Big banks take multi-billion dollar hit after 9 percent FICC revenue drop in 2015

BY Fraser Tennant

Big banks took a multi-billion dollar hit last year with a new snapshot of earnings and volumes revealing that revenue from fixed income, currencies and commodities (FICC) trading was down 9 percent in 2015 for the world’s 12 largest investment banks.

In its ‘IB Index – FY15’ report published this week, which analyses the public disclosures of the aforementioned banks, Coalition confirms that FICC trading revenue was $69.9bn for FY2015 compared to $76.7bn in FY2014 (the figure was $109.1bn in 2010).

Much of this decline, according to the report, can be attributed to the impact of regulatory changes (Basel III) which require banks to hold higher levels of capital and liquidity. In addition, trends such as high litigation costs and volatile markets have led to job losses and business line exits which have substantially impacted the banks’ FICC activities (usually one of the most profitable areas).

The Coalition analysis tracks the public disclosures of Bank of America Merrill Lynch; Barclays; BNP Paribas; Citigroup; Credit Suisse; Deutsche Bank; Goldman Sachs; HSBC; JPMorgan; Morgan Stanley; Societe Generale; and UBS.

Additional key findings in the report include: (i) commodities revenues dropped by 18 percent, due mainly to slow business in metals and investor products; (ii) investment banking divisions (IBD) saw a 5 percent fall in revenue to $40.5bn due to a surge in M&A activity being offset by declines in equity and debt capital markets activity; (iii) return on equity (RoE) declined slightly to 9.2 percent from 9.3 percent, due to both increased capital requirements and weak performance; and (iv) poor trading results and low client activity in the second half of 2015 contributed to an overall 3 percent decline (to $160.2bn) compared to a year ago in investment banking revenue across the world's major banks.

However, in contrast to the above litany of gloom, Coalition reported that the banks' equity businesses - including cash equities, equity derivatives, prime services and futures and options – did well in 2015, with revenue rising 10 percent to $49.8bn.

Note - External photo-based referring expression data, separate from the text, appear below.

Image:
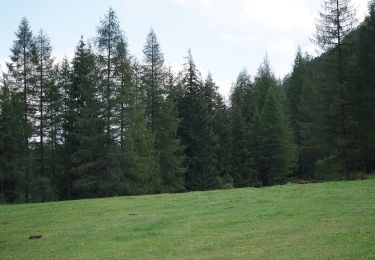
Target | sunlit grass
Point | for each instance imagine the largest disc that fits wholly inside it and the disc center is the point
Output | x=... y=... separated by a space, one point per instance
x=317 y=221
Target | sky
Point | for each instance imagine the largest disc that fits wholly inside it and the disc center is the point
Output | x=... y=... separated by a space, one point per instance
x=225 y=36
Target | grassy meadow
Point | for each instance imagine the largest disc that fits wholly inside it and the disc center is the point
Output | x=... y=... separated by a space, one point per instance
x=334 y=220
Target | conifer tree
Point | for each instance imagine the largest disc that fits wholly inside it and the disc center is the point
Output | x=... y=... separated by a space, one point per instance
x=168 y=144
x=275 y=155
x=293 y=88
x=364 y=94
x=86 y=136
x=242 y=117
x=141 y=167
x=43 y=82
x=21 y=70
x=153 y=79
x=11 y=145
x=275 y=151
x=64 y=82
x=196 y=132
x=336 y=22
x=109 y=36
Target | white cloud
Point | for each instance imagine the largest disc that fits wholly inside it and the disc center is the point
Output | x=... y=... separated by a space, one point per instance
x=68 y=53
x=223 y=85
x=239 y=38
x=281 y=52
x=3 y=67
x=285 y=15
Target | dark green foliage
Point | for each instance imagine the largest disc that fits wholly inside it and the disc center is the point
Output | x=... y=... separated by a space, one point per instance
x=86 y=138
x=275 y=154
x=108 y=39
x=242 y=116
x=140 y=162
x=364 y=95
x=197 y=131
x=21 y=70
x=294 y=86
x=46 y=116
x=11 y=145
x=168 y=145
x=153 y=79
x=337 y=22
x=104 y=124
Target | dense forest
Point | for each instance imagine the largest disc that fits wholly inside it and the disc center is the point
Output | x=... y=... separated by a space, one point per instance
x=107 y=124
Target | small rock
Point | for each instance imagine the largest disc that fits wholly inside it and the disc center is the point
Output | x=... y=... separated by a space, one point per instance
x=35 y=237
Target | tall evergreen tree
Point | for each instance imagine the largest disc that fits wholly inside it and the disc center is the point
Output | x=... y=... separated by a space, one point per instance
x=196 y=131
x=109 y=36
x=242 y=134
x=275 y=151
x=43 y=82
x=11 y=145
x=336 y=22
x=153 y=77
x=293 y=88
x=168 y=145
x=364 y=94
x=86 y=136
x=275 y=154
x=64 y=82
x=141 y=167
x=21 y=69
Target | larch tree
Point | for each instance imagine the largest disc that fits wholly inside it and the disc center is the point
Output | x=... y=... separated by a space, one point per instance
x=109 y=36
x=336 y=22
x=242 y=116
x=153 y=79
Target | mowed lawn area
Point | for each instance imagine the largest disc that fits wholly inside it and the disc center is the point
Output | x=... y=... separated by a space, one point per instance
x=316 y=221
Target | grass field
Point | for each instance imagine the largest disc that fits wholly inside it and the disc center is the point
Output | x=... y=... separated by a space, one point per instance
x=317 y=221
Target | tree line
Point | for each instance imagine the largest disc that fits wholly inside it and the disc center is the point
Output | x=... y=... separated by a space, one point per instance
x=106 y=124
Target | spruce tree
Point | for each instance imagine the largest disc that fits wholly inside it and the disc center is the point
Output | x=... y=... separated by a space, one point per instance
x=293 y=86
x=153 y=79
x=141 y=166
x=64 y=82
x=275 y=151
x=86 y=136
x=11 y=145
x=109 y=36
x=196 y=131
x=242 y=136
x=168 y=145
x=21 y=70
x=336 y=22
x=364 y=95
x=43 y=83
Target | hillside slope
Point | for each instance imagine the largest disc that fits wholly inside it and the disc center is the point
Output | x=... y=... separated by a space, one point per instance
x=329 y=220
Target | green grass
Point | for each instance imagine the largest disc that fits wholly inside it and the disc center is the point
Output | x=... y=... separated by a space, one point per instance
x=317 y=221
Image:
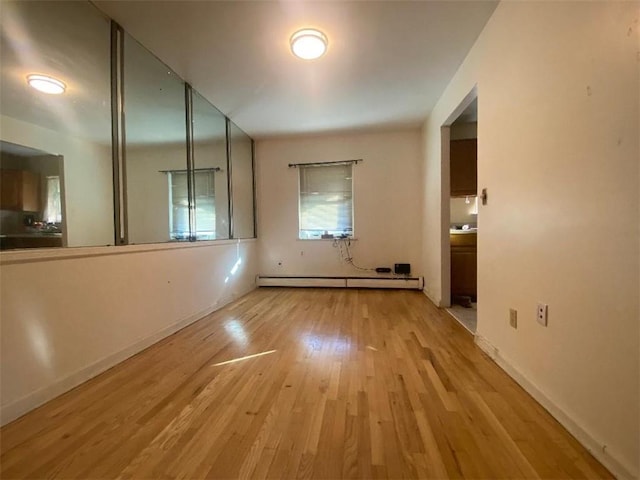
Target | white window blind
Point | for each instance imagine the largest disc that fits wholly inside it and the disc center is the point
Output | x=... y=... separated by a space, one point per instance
x=326 y=200
x=205 y=205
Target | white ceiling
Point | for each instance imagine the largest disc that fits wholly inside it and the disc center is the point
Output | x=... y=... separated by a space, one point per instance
x=387 y=63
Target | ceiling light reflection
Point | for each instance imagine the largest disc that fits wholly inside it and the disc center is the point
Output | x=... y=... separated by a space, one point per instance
x=46 y=84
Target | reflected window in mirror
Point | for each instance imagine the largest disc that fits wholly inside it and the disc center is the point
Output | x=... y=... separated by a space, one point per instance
x=205 y=205
x=210 y=163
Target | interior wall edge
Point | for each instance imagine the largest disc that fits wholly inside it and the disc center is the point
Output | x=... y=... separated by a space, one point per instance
x=597 y=448
x=33 y=400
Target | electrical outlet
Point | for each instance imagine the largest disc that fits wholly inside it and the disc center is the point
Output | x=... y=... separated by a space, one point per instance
x=541 y=314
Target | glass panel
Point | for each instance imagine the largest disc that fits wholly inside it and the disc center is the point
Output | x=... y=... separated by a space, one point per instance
x=155 y=130
x=242 y=183
x=210 y=161
x=65 y=136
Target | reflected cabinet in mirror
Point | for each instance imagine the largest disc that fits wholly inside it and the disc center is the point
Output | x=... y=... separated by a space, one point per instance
x=114 y=143
x=55 y=150
x=242 y=183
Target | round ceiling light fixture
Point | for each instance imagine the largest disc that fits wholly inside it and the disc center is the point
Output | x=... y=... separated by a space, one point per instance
x=308 y=43
x=46 y=84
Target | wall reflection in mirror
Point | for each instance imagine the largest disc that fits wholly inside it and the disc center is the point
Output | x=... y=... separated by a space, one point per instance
x=210 y=162
x=56 y=149
x=59 y=147
x=242 y=183
x=155 y=143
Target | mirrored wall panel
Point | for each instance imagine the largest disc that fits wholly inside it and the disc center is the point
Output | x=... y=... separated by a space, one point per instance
x=55 y=126
x=242 y=183
x=155 y=150
x=210 y=171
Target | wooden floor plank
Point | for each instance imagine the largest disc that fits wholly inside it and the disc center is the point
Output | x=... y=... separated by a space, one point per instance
x=323 y=383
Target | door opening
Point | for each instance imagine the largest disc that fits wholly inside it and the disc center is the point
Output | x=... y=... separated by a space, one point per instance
x=460 y=213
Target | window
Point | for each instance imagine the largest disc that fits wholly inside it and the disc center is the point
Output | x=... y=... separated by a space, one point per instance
x=326 y=203
x=53 y=207
x=205 y=210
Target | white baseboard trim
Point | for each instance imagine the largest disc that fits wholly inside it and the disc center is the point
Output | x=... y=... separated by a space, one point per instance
x=16 y=409
x=598 y=449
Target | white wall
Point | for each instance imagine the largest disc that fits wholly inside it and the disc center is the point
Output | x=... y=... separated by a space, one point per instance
x=387 y=206
x=558 y=122
x=67 y=319
x=87 y=179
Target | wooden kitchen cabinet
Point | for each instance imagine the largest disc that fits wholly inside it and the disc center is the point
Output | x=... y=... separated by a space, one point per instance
x=464 y=264
x=19 y=190
x=463 y=156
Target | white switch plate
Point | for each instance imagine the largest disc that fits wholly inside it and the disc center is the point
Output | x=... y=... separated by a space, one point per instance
x=541 y=314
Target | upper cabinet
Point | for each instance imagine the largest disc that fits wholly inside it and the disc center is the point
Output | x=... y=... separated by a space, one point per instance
x=464 y=167
x=20 y=190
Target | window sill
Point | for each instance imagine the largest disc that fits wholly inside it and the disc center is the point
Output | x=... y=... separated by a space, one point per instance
x=10 y=257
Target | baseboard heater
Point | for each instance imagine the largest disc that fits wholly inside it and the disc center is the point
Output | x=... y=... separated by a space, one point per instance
x=412 y=283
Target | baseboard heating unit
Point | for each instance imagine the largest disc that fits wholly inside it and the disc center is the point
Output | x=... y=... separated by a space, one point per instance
x=412 y=283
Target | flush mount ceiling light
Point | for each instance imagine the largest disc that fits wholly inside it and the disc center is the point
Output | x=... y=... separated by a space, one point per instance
x=46 y=84
x=308 y=43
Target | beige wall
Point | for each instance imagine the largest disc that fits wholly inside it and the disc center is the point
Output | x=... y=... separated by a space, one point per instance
x=69 y=318
x=558 y=123
x=387 y=206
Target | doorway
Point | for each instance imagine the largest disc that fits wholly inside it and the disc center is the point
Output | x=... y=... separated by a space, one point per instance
x=461 y=206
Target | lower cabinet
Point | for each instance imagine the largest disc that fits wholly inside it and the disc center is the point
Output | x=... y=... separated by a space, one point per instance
x=464 y=264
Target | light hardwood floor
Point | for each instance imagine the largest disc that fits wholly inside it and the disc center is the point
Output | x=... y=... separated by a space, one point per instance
x=350 y=383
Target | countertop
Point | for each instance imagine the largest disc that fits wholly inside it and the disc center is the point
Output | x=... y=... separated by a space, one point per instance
x=455 y=231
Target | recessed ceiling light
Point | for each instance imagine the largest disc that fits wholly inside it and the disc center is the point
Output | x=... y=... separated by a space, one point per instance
x=308 y=43
x=46 y=84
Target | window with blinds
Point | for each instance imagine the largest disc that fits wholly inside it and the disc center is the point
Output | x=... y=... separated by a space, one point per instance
x=326 y=201
x=205 y=209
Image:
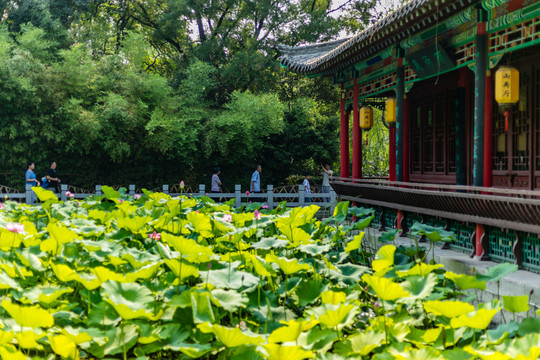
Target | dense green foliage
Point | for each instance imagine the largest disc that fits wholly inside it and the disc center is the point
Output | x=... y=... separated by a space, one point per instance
x=157 y=277
x=154 y=91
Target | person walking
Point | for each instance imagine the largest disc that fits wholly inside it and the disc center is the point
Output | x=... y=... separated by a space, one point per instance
x=326 y=173
x=53 y=182
x=255 y=183
x=307 y=188
x=216 y=182
x=31 y=179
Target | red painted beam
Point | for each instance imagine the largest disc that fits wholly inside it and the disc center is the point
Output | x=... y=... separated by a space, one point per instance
x=392 y=152
x=344 y=137
x=357 y=136
x=488 y=131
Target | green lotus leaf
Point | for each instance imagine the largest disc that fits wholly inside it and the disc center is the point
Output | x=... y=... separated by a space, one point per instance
x=28 y=316
x=131 y=301
x=348 y=273
x=529 y=326
x=314 y=250
x=188 y=248
x=201 y=223
x=46 y=295
x=44 y=195
x=308 y=291
x=338 y=316
x=364 y=343
x=64 y=346
x=182 y=268
x=384 y=258
x=420 y=287
x=201 y=307
x=355 y=243
x=503 y=331
x=278 y=352
x=229 y=300
x=118 y=340
x=421 y=269
x=230 y=278
x=333 y=297
x=9 y=240
x=385 y=288
x=230 y=337
x=449 y=309
x=479 y=320
x=194 y=351
x=464 y=282
x=269 y=244
x=8 y=283
x=516 y=304
x=291 y=330
x=288 y=266
x=341 y=211
x=495 y=273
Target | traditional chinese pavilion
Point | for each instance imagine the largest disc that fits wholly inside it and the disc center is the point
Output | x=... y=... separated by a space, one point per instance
x=462 y=79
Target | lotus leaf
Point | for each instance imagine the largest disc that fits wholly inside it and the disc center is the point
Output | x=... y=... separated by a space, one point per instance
x=131 y=301
x=230 y=337
x=277 y=352
x=385 y=288
x=28 y=316
x=479 y=320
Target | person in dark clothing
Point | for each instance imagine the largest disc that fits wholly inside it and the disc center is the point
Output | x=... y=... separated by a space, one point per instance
x=52 y=178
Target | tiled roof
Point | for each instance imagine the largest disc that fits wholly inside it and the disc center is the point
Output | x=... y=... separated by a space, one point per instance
x=414 y=16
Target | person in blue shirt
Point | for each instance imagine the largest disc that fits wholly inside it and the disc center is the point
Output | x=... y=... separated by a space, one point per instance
x=30 y=178
x=255 y=184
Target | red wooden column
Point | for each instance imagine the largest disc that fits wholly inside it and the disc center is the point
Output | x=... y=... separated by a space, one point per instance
x=344 y=136
x=406 y=121
x=392 y=152
x=357 y=136
x=488 y=130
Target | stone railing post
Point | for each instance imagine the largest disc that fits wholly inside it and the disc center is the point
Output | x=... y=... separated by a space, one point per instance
x=63 y=190
x=28 y=193
x=270 y=196
x=301 y=195
x=237 y=195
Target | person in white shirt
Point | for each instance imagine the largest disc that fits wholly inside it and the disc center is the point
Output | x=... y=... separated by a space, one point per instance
x=216 y=182
x=307 y=188
x=326 y=173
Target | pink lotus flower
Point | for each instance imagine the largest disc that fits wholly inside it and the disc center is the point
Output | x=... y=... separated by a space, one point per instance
x=257 y=215
x=15 y=227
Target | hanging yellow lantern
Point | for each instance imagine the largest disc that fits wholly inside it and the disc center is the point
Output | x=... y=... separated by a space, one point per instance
x=506 y=89
x=391 y=110
x=366 y=119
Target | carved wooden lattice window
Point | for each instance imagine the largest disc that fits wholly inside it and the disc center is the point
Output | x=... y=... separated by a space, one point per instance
x=433 y=133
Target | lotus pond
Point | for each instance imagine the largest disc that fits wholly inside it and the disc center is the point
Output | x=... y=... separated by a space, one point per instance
x=174 y=278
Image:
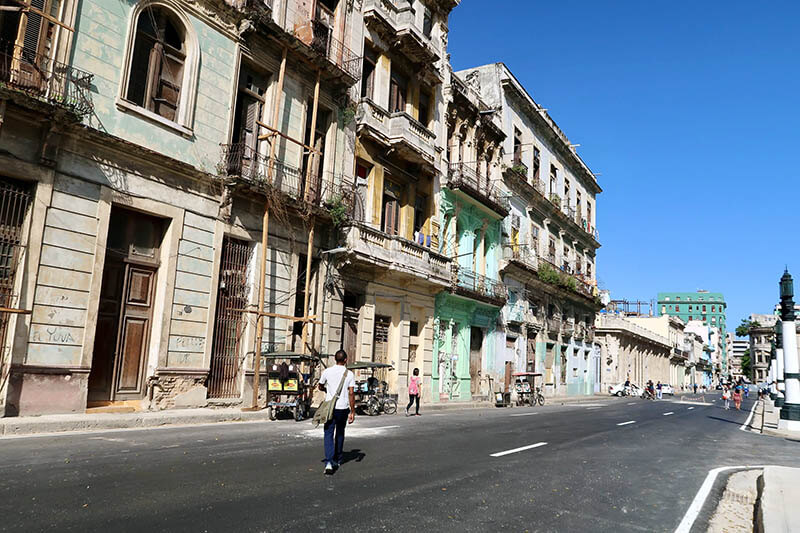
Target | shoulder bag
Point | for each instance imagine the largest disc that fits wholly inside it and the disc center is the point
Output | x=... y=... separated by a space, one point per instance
x=325 y=410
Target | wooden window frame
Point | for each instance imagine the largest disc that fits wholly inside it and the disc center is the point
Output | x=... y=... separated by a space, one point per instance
x=184 y=118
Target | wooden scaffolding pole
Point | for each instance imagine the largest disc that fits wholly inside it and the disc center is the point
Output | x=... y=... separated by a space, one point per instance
x=310 y=250
x=276 y=102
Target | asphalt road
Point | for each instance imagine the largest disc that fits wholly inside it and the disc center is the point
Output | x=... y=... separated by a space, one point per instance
x=434 y=472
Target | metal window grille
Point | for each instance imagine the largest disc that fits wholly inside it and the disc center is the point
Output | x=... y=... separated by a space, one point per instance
x=229 y=325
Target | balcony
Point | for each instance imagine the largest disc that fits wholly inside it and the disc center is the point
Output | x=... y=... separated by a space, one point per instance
x=240 y=163
x=463 y=177
x=41 y=83
x=312 y=36
x=398 y=20
x=411 y=138
x=522 y=256
x=374 y=248
x=257 y=10
x=518 y=175
x=473 y=285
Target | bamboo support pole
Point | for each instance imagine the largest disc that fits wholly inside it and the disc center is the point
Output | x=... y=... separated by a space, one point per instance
x=312 y=160
x=276 y=101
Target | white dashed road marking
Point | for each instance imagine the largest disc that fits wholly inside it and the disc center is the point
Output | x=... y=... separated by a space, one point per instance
x=515 y=450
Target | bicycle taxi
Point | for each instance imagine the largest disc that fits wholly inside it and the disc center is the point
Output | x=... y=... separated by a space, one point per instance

“Poor trading results and low client activity in 2H led to a marginal decline in IB revenues for FY15”, said Coalition in summation. “Equities outperformed at the start of the year, but Fixed Income struggled throughout, especially in Credit, Securitisation and Commodity related activities. IBD declined as improvements in M&A were more than offset by declines in ECM and DCM volumes.”